Kubrick Since Kubrick

By Edward Bayliss.

25 Years after the Death of the Director 

In 1998, director Stanley Kubrick won the D.W. Griffith Award from the Directors Guild of America. Typically, Kubrick was not available to receive the award in person as he was working in London on what would become his final film and ‘greatest contribution to cinema’, Eyes Wide Shut. What we are given is a remotely recorded acceptance speech from the director, which so tellingly reveals the character of Kubrick.

It is with the small ache of separate parts that I rewatch this footage of the director in the final couple of years of his life. In part, because it dispels compellingly the portrait so messily painted by the press of Kubrick the ‘recluse, the misanthrope, the phobic, the paranoid, the museum piece.’ His mythical designation was nothing more than a gluttonous bite from tabloids on a director who had ‘chosen to keep silence in a society that is deafeningly noisy.’ From recordings of him and commentaries I’ve read from long time collaborators and friends, it seems he was a desperately shy man. Barry Lyndon actor Leon Vitali has spoken of how Kubrick kept what he called his ‘actor’s kit’ – a small box which held a little comb and other things to help make him look presentable. You will notice in the clip his awkward shuffle before the camera and how he frequently shifts his glasses over his nose. Kubrick, who otherwise dressed like a ‘cottager’, now wears uncharacteristically, a blazer and button down shirt. Without any intention of condescension, I think his manner and bearing bring about a sensitivity, even a vulnerability. I’ve often humoured myself thinking of the vast number of takes he might have shot before finally landing on the one we see now. 

The hardest thing about filmmaking, Kubrick begins quite surprisingly, is ‘getting out of the car.’ I wonder whether this was because of the dreadful burdens that awaited him in the studios, sets, and sound stages, or really, because it was a daily departure from his greatest friend and driver of 30 years, Emilio D’Alessandro. I suspect it’s likely a mixture of both. Soon after, Kubrick says playfully that making a film is ‘like trying to write War and Peace in a bumper car’ – though Kubrick’s Napoleonic War epic was never realised, it might be argued that his cinematic output was one of Tolstoyan proportions. In terms of his grip on genre, he really was a jack of all trades and master of some. 

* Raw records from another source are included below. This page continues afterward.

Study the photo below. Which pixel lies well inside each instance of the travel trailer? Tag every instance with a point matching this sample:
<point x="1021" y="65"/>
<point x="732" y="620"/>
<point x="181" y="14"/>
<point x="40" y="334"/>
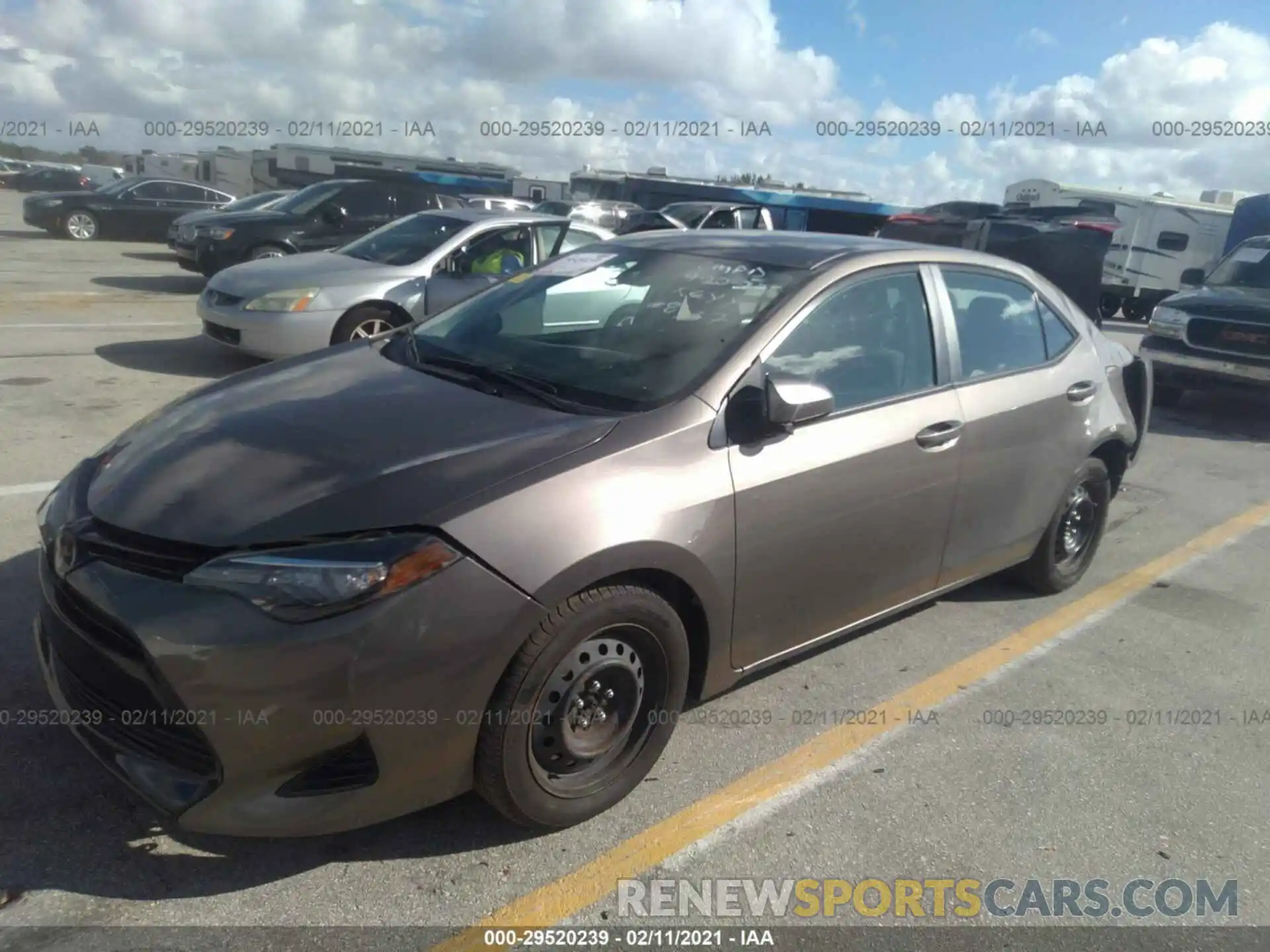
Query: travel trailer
<point x="239" y="173"/>
<point x="1161" y="237"/>
<point x="169" y="165"/>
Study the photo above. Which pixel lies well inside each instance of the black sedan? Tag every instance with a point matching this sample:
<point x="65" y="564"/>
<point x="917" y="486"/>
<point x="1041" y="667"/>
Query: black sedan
<point x="48" y="179"/>
<point x="130" y="208"/>
<point x="248" y="204"/>
<point x="1217" y="335"/>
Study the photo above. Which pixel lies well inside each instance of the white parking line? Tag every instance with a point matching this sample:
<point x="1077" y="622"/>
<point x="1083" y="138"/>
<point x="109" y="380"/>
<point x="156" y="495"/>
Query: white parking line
<point x="114" y="324"/>
<point x="23" y="489"/>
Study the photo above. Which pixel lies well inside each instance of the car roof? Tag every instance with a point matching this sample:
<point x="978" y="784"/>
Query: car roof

D.W. Griffith, who lends his name to the award, has lately been reassessed on the basis of his  beliefs. His 1915 film ‘Birth of a Nation’ made groundbreaking technical and stylistic advancements, but unashamedly lauded the KKK. Kubrick is quick to caution the turbulent career of Griffith. Though he was capable of ‘transforming Nickelodeon novelties into art forms’, Kubrick warns that ‘he was always ready to fly too high.’ With a portfolio of 500 films, it’s fair to say that Griffith cast his net far and wide. Although we are left with just 13 feature films from 1952-1999, Kubrick also travelled far: from the cosmic dreamscapes of 2001 to the blue lit bedroom of Eyes Wide Shut, he saw scale and intimacy unlike any other director. 

The director finishes his acceptance speech with a final remark on the Griffith – Icarus comparison:

‘I have compared Griffith’s career to the Icarus myth, but at the same time I’ve never been certain whether the moral of the Icarus story should only be ‘don’t try to fly too high’, or whether it might also be, forget the wax and feathers, and do a better job on the wings.’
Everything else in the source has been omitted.